Plants too respond quickly, especially those growing in woodland since they have to complete their flowering cycle before the canopy closes in. But they need to be cautious too – a hard frost is a serious threat if you’re in a vulnerable spot. I was meditating on this last week on our way to lunch with a friend who lives in a remote valley beyond Oakworth. We had to pick our way along half a mile of rough track running steeply through intake pasture and woods to farmland on the valley bottom. It’s bordered by drystone walls and steep banks, and our careful pace was perfect for scrutinising the flora: at first little to see except withered scrawny grass and lichen; then the odd foxglove plant tucked flat into a wall-crevice, its rosette of felt-thick leaves just starting to fill out. Further downhill tiny nettles and shoots of cow parsley gave tentative promise of the thick stands that will completely smother the roadsides come summer. The final hundred yards of our route was more sheltered and here foxglove leaves stood up a proud eight inches or so, nettles were six inches tall and there was even a patch of shiny wild arum leaves catching the sun. Then – our friend’s south-facing garden – and great clumps of wild primroses in full flower – what a greeting!

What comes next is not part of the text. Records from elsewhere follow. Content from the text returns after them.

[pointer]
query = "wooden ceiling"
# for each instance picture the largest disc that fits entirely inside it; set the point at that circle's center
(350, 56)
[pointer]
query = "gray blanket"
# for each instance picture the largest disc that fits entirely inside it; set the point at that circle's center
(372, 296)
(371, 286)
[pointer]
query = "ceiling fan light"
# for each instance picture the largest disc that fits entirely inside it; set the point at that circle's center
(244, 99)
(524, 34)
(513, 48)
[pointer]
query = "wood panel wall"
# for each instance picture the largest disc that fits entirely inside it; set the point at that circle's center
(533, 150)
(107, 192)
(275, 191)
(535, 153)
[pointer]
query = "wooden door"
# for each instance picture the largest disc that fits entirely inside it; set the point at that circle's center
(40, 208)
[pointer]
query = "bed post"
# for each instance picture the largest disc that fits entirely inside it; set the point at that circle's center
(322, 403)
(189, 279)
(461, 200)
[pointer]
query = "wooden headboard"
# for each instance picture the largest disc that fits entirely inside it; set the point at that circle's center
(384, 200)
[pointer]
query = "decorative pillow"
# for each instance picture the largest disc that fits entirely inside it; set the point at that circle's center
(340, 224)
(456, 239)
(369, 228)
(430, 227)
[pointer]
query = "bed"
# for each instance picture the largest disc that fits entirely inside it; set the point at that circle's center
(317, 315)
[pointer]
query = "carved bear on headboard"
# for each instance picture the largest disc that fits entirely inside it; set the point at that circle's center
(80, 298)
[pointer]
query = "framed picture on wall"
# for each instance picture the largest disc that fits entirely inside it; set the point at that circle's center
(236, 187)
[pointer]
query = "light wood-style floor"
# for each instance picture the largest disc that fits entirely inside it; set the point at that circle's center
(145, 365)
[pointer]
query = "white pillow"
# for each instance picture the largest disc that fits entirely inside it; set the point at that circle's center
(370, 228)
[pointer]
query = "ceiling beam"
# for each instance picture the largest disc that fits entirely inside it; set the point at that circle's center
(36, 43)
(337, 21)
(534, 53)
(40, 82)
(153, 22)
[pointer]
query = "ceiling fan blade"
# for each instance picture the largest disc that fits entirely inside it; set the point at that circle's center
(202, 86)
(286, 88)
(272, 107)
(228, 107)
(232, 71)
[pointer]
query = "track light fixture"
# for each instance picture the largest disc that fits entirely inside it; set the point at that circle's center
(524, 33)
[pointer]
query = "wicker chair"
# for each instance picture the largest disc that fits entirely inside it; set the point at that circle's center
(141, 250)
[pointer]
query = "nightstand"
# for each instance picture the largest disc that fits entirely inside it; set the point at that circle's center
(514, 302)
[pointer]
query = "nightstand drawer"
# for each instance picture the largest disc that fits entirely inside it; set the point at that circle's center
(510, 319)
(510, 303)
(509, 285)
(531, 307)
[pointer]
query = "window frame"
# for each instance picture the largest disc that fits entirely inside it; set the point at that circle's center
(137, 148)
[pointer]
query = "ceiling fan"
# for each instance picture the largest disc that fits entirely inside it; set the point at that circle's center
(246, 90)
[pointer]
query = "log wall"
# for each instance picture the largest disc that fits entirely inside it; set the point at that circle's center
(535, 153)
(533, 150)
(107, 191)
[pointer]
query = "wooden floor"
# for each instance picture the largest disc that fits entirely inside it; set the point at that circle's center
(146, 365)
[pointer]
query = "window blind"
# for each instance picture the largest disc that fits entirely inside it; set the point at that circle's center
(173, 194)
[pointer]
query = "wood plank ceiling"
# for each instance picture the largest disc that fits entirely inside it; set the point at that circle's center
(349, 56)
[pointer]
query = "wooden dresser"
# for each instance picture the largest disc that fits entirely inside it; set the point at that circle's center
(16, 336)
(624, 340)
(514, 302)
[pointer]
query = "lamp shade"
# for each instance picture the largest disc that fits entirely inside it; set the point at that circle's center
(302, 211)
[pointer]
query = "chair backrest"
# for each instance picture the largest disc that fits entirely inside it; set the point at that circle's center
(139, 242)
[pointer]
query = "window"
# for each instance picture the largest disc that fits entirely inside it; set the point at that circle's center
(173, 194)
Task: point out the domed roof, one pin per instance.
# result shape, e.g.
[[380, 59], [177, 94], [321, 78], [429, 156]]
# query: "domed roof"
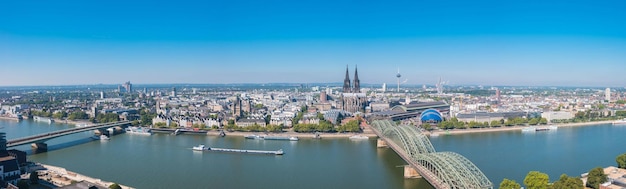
[[431, 115]]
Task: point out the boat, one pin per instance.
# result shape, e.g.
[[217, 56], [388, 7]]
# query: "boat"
[[138, 130], [317, 136], [359, 137], [620, 122], [257, 137], [542, 128], [201, 147], [291, 138]]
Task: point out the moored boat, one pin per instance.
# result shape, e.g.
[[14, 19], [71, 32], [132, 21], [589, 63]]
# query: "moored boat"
[[620, 122], [257, 137], [138, 130], [201, 147]]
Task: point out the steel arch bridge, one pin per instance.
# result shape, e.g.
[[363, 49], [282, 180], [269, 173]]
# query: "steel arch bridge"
[[451, 170]]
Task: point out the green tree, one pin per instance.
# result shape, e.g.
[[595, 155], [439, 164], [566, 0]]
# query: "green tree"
[[23, 184], [34, 177], [621, 160], [115, 186], [160, 124], [509, 184], [567, 182], [533, 121], [596, 177], [536, 180], [543, 121], [77, 115]]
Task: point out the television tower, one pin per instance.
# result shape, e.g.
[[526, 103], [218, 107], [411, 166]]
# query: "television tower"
[[398, 76]]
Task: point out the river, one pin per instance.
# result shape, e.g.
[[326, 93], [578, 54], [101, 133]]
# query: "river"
[[166, 161]]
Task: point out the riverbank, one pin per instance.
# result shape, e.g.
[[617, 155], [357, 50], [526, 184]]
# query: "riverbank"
[[512, 128], [9, 118], [300, 135], [287, 133], [59, 176], [75, 122]]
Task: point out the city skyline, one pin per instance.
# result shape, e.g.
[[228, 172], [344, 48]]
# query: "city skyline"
[[490, 43]]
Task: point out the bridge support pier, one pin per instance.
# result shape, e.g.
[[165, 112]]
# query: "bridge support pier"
[[39, 147], [410, 172], [381, 143]]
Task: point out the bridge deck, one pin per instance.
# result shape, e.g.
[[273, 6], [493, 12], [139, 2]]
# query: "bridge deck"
[[430, 177], [443, 170]]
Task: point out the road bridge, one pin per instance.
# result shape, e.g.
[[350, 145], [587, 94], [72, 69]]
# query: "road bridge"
[[443, 170], [37, 141]]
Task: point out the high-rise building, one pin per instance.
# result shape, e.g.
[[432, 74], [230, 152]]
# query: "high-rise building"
[[352, 100], [498, 94], [384, 87], [323, 97], [347, 88], [357, 82]]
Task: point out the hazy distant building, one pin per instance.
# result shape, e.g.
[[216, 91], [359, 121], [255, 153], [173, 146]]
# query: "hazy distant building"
[[550, 116], [9, 166], [236, 107], [498, 94], [352, 100]]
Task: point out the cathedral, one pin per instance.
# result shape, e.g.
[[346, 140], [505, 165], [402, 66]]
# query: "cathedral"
[[352, 100]]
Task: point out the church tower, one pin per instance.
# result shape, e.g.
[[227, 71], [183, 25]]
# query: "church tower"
[[346, 82], [357, 83]]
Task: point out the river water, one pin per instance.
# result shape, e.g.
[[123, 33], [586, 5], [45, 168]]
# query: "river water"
[[166, 161]]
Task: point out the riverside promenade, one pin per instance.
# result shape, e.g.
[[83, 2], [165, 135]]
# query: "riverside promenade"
[[59, 176]]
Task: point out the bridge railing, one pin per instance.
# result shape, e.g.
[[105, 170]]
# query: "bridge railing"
[[451, 170], [64, 131]]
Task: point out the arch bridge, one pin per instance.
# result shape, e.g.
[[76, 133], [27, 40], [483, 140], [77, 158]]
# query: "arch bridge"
[[443, 170]]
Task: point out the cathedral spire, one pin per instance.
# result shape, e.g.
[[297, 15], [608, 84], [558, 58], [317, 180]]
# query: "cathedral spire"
[[346, 82], [357, 83]]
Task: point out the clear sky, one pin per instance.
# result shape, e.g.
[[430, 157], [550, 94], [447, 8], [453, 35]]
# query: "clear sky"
[[500, 42]]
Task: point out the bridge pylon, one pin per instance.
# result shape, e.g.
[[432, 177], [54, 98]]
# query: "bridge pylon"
[[380, 143], [410, 172]]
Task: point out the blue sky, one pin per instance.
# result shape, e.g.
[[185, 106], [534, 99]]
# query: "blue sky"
[[538, 43]]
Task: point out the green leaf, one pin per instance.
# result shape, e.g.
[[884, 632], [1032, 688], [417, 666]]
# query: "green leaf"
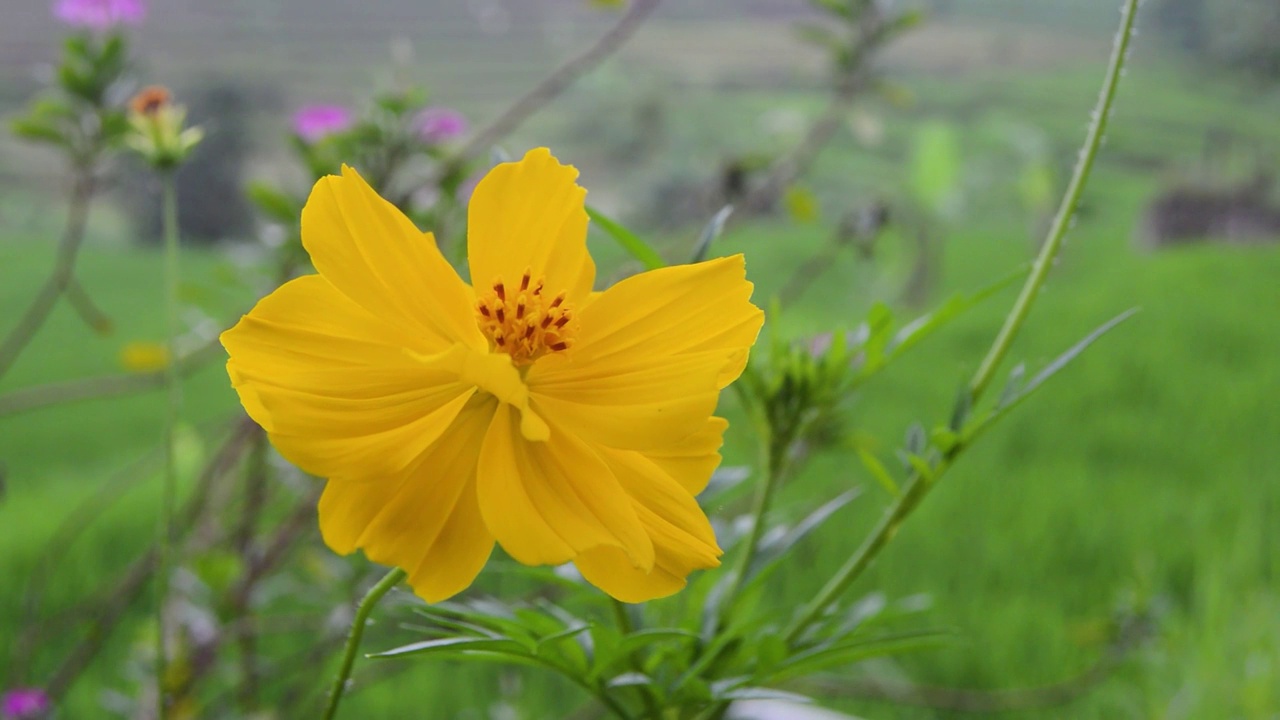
[[639, 249], [936, 167], [877, 469], [37, 131], [833, 655], [711, 231], [1014, 396], [922, 327]]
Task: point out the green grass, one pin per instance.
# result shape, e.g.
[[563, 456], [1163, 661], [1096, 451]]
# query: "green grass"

As we sat enjoying a reviving drink I looked out across the valley to the opposite hillside where a single tree stood in a winter-bleached pasture: a hawthorn or rowan perhaps, its underside boughs trimmed by cattle so it was the lollypop shape of a tree in a child’s drawing. It stood on a circle of brilliant emerald grass, quite different from the rest of the field. Perhaps there was a damp flush here or perhaps sheltering stock had dunged the ground under its branches. It would take a long steep walk to investigate, one beyond my capacity on a winter afternoon, but it was another indication of what every gardener knows, the importance of situation.